HR-1695-119
Referred to the House Committee on Armed Services.
Sponsored by Pat Harrigan (R-NC)
What it does
This bill would change how the National Guard Bureau handles money it receives when states or U.S. territories pay to use federal military property. It would require those reimbursement funds to be returned to the specific budget account that originally paid for the assets. It would also limit how the Department of Defense can spend those funds — restricting use to repair, maintenance, replacement, or similar upkeep of assets that National Guard units used while operating under state active duty status.
Who benefits
State and territorial National Guard units, which would see reimbursement funds directed back toward maintaining the specific equipment and property they use. States and territories that pay reimbursements, as the funds would be tied to upkeep of the assets they rely on. Taxpayers who benefit from clearer accountability over how federal military property funds are tracked and spent. Congress, which would gain tighter oversight over how DoD handles these reimbursements.
Who is hurt
The Department of Defense, which would lose flexibility to redirect reimbursement funds to other priorities.

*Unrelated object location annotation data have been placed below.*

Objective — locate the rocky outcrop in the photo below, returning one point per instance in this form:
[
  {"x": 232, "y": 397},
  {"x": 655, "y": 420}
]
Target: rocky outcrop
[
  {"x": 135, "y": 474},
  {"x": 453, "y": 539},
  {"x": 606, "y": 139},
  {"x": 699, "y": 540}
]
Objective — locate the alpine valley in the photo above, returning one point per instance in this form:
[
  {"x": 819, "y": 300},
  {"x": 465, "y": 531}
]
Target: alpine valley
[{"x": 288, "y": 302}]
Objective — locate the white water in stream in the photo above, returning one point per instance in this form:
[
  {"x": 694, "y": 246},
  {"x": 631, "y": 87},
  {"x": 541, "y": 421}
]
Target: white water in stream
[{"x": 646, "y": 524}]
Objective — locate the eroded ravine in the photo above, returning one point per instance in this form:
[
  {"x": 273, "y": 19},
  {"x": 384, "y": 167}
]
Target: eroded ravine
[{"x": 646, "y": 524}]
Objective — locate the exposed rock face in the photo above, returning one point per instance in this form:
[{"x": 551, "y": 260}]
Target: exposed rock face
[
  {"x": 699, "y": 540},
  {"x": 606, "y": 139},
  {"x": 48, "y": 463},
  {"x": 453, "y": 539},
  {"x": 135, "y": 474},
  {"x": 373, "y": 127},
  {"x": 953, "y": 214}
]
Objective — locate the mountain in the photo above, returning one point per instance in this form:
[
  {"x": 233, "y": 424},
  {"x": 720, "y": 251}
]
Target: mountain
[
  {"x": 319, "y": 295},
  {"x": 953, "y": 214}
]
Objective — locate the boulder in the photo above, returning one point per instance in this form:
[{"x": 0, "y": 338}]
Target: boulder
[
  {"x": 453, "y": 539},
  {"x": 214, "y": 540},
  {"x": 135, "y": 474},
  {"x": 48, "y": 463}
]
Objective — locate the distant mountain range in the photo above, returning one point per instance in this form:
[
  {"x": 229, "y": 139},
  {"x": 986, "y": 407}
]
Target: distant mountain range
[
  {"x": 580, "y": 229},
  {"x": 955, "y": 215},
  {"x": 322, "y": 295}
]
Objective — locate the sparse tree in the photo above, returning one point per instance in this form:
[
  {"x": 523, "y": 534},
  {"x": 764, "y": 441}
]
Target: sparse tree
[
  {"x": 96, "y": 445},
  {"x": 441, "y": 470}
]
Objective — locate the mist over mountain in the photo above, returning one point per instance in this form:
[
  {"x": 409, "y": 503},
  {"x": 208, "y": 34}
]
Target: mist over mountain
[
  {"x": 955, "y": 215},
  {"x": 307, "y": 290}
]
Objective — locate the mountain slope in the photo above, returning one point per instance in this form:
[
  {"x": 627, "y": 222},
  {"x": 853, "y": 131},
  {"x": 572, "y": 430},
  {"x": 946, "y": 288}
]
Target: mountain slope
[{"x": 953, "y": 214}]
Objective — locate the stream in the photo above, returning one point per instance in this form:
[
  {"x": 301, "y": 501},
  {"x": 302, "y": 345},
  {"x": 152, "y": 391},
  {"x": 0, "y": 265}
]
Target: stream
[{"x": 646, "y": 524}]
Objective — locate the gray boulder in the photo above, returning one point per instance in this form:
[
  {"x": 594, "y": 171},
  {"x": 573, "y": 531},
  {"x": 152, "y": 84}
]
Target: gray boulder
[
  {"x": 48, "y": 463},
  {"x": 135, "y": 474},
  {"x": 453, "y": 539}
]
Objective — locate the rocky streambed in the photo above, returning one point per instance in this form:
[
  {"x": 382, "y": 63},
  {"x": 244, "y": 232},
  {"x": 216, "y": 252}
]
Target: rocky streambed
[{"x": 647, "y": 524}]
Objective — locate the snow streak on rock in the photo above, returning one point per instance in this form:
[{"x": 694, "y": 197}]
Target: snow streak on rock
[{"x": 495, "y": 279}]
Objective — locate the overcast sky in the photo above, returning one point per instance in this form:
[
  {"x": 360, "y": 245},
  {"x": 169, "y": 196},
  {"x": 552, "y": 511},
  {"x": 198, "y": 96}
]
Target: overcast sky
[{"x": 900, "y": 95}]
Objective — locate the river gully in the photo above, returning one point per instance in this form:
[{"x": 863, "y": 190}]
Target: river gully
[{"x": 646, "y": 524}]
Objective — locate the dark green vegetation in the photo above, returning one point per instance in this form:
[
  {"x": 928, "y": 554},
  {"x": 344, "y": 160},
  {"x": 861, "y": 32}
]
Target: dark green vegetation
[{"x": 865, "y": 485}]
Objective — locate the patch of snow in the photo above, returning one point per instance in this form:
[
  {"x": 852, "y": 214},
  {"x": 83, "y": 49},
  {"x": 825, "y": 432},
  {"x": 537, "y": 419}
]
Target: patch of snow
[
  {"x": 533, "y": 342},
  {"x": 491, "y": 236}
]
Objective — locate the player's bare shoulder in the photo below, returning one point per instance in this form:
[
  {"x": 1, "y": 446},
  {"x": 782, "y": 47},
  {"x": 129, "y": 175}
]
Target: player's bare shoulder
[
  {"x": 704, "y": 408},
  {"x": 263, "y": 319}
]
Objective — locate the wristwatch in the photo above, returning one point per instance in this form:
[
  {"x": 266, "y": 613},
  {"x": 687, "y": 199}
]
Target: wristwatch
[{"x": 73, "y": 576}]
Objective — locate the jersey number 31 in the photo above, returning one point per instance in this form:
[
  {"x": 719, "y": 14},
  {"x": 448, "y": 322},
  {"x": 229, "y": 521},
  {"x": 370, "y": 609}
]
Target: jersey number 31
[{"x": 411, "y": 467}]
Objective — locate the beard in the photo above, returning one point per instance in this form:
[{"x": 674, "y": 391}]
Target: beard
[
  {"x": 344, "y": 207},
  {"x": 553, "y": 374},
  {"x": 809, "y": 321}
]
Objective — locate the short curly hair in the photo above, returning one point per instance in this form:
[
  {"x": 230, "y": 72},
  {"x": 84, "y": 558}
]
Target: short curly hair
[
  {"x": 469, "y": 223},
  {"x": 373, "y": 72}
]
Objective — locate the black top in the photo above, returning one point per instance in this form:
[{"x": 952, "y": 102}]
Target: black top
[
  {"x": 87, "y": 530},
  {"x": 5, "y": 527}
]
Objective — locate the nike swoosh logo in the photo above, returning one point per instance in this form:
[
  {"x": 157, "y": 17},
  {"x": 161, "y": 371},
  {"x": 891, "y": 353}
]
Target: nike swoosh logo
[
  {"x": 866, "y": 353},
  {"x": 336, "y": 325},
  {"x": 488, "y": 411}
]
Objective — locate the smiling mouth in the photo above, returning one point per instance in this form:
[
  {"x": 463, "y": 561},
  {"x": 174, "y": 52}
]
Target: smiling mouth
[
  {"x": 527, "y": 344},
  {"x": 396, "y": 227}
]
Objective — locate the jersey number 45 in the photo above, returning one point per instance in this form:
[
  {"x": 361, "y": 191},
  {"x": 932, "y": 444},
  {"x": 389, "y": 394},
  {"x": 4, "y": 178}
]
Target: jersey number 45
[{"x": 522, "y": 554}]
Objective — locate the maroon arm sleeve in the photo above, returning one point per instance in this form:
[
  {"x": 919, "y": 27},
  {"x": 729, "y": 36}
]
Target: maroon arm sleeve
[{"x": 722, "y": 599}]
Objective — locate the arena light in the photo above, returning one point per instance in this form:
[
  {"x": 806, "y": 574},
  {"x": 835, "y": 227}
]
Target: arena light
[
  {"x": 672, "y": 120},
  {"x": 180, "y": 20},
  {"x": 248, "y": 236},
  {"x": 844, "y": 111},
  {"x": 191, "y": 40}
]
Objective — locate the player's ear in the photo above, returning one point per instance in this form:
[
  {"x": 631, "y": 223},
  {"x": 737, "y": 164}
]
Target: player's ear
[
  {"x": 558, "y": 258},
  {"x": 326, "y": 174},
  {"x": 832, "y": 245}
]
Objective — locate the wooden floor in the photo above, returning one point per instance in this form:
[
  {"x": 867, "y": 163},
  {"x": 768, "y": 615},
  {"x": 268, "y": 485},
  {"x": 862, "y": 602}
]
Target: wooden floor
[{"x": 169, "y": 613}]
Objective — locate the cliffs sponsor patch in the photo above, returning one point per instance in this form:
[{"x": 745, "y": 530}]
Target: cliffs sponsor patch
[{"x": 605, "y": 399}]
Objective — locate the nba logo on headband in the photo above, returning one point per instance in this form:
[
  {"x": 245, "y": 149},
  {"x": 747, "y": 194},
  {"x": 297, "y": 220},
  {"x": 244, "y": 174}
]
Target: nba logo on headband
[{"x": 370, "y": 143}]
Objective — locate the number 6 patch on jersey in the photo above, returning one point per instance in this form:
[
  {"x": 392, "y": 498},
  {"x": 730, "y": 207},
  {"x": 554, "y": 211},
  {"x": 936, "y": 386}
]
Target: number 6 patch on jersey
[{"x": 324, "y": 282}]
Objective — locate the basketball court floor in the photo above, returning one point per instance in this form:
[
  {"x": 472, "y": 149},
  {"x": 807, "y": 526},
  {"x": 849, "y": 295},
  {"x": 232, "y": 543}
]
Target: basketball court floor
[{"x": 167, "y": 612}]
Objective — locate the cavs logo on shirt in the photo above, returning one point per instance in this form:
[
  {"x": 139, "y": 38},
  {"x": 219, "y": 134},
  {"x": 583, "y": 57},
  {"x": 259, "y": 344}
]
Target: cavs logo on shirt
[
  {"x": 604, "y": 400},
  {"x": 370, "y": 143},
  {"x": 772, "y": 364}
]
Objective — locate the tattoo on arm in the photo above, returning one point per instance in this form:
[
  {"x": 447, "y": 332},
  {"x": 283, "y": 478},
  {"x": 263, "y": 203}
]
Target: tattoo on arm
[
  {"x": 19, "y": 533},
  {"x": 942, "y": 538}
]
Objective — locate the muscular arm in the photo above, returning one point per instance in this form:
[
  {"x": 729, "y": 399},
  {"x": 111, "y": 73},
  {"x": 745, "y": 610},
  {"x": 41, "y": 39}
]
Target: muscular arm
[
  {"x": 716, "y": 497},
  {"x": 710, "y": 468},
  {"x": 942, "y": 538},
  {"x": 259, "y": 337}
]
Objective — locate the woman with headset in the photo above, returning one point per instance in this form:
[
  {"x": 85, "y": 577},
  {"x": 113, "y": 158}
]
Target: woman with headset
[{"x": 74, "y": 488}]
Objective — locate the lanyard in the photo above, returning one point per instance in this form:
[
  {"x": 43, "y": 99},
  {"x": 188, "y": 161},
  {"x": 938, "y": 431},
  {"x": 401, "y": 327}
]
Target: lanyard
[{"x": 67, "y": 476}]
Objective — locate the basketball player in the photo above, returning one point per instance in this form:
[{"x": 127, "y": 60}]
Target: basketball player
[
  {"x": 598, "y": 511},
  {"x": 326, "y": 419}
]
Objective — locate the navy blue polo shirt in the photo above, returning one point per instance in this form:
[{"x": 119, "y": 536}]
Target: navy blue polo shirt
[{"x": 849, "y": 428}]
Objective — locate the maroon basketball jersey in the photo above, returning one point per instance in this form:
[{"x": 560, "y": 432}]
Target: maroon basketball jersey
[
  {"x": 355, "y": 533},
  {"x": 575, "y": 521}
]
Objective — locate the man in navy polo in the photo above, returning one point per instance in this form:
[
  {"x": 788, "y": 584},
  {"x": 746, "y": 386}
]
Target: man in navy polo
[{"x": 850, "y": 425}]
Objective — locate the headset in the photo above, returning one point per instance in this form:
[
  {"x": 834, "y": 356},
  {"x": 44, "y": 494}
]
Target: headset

DoD budget planners who currently may use these funds more broadly across accounts. Potentially, other military programs that may have benefited from discretionary use of reimbursement funds under current rules. National Guard units operating under federal (Title 10) status, who are outside the scope of this bill and would not see any direct benefit from the restricted funds.
Supporters argue
Supporters argue that reimbursement funds paid by states for the use of federal military property should logically flow back to maintaining that same property — not be absorbed into unrelated DoD accounts. They contend that without this restriction, states effectively subsidize broader Pentagon spending rather than the upkeep of the Guard assets their own communities depend on, undermining both fiscal accountability and National Guard readiness at the state level.
Opponents argue
Opponents argue that restricting how reimbursement funds are credited and spent reduces the Pentagon's ability to allocate resources where they are most needed across the defense enterprise. They contend that rigid fund-tracking requirements add administrative complexity without a demonstrated readiness problem, and that the DoD already has internal accountability mechanisms — such as the Appropriations Clause framework — that prevent misuse of these funds without additional statutory constraints.